After only one person was found guilty for the deaths of 34 people in an explosion in 2015 that became known as ‘the Suruç Massacre’ and was sentenced to 34 life sentences, the families of the victims gathered in Istanbul to make a statement and protest against the insistence of the court to narrowly focus the case on only three defendants, and with only a single verdict at the end of the trial, MA reported.
The Suruç Families Initiative organised the press conference at the Istanbul branch of Turkey’s Human Rights Association (IHD).
The families heavily criticised the court for having rejected their appeals to include other suspects including one person who had been reported to have provided the bomb for the massacre. They also criticised the court for refusing to listen to the victims families and their lawyers.
34 individuals were killed in Turkey’s Kurdish-majority town of Suruç in the lethal bomb attack as they gathered to travel to Syria’s northeastern town of Kobane, adjacent on the border to Suruç, on 20 July 2015.
The group, organised by the Federation of Socialist Youth Associations, had taken part in an aid project to deliver humanitarian aid and rebuild Kobane, destroyed after the devastating attacks of the Islamic State (ISIS).
The bombing on 20 July was reportedly claimed by ISIS.
What happened at the last session of the trial on 22 October?
A lawyer and legal representative of the families asked for the inclusion in the trial of Azzo Halaf Süleyman el Aggal, captured on 11 January 2021.
The Turkish Ministry of the Interior had earlier officially announced that he was the person who provided the bomb used in the Suruç Massacre and who had acted in coordination with ‘Abu Bera’ Mahir El Aggal, the ISIS member who planned the fatal bombing.

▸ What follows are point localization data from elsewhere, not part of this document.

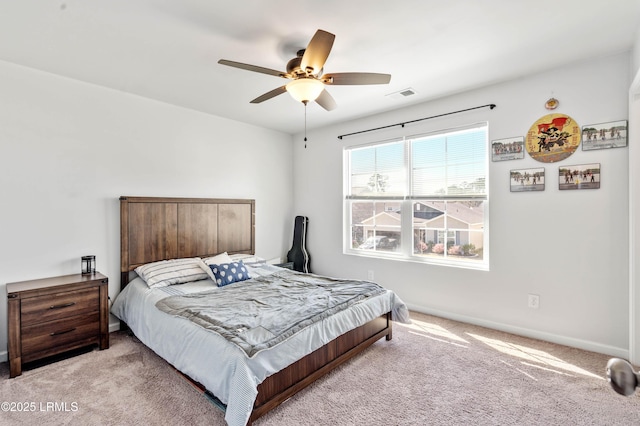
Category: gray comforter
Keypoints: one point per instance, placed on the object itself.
(261, 312)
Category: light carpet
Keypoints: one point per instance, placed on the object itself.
(434, 372)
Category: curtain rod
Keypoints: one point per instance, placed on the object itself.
(492, 106)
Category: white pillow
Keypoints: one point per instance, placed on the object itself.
(175, 271)
(248, 259)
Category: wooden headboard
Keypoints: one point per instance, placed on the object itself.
(153, 229)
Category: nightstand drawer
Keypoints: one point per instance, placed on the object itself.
(44, 308)
(59, 335)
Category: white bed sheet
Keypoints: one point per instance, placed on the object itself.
(223, 368)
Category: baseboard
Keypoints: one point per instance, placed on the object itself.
(534, 334)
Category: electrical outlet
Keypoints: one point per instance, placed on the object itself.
(534, 301)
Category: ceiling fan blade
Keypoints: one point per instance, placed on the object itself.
(317, 52)
(253, 68)
(326, 101)
(349, 78)
(269, 95)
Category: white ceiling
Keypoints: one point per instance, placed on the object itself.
(168, 50)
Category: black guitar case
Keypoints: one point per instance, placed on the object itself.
(298, 253)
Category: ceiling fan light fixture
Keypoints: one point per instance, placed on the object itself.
(305, 89)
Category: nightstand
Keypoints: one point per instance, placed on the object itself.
(54, 315)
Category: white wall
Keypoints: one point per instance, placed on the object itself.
(634, 207)
(69, 150)
(569, 247)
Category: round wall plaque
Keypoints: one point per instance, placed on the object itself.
(552, 138)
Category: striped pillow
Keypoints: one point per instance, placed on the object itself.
(170, 272)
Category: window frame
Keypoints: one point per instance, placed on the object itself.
(407, 204)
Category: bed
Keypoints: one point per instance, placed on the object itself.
(247, 384)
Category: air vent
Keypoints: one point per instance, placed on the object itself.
(402, 93)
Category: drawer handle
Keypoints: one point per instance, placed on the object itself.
(66, 305)
(56, 333)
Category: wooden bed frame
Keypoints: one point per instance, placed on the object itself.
(153, 229)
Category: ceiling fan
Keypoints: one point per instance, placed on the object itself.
(306, 74)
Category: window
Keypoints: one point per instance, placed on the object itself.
(421, 198)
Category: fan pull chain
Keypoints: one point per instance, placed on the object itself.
(305, 123)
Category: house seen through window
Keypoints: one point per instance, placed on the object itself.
(421, 198)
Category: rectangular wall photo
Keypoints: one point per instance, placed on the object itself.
(507, 149)
(582, 176)
(604, 135)
(525, 180)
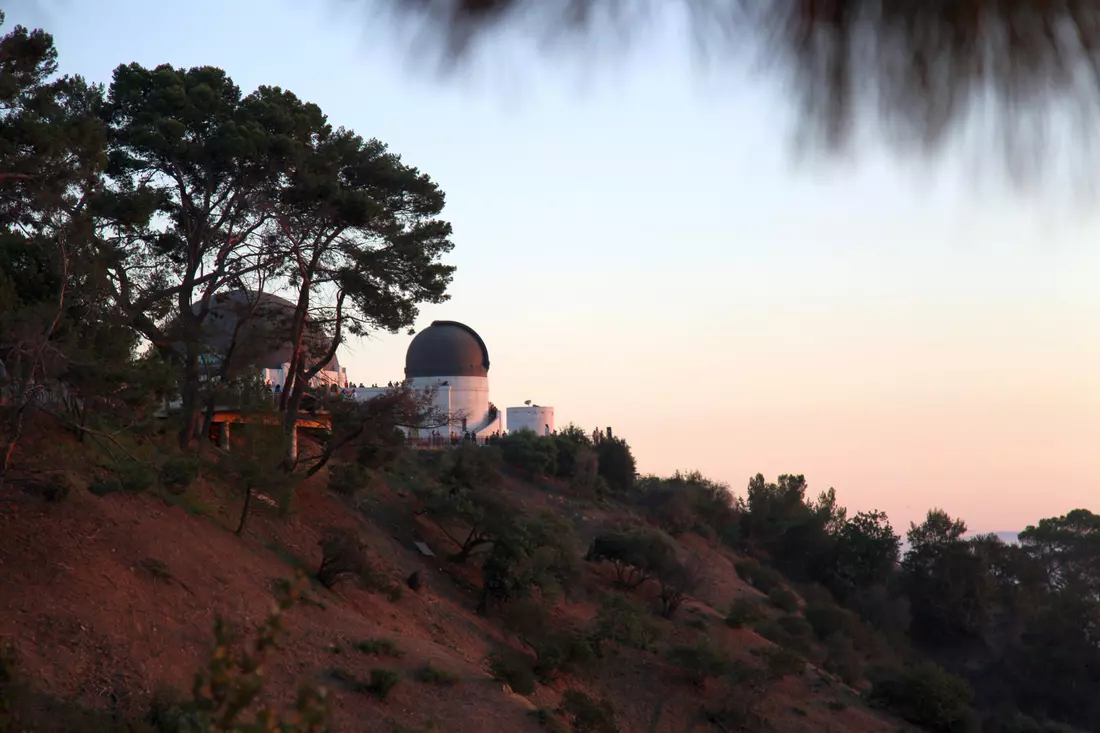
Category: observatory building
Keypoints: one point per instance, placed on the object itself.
(252, 330)
(452, 359)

The judges unanimously rejected the appeal. The judges in the case had also filed criminal complaints against Çağla Seven who was wounded in the bombing, Fethi Aydın whose son was killed in the bombing, the lawyer Sezin Uçar who stated during the last session that the court wasn’t ‘independent’, and the co-chair of the Socialist Party of the Oppressed (ESP) on charges that they had insulted and threatened the judges.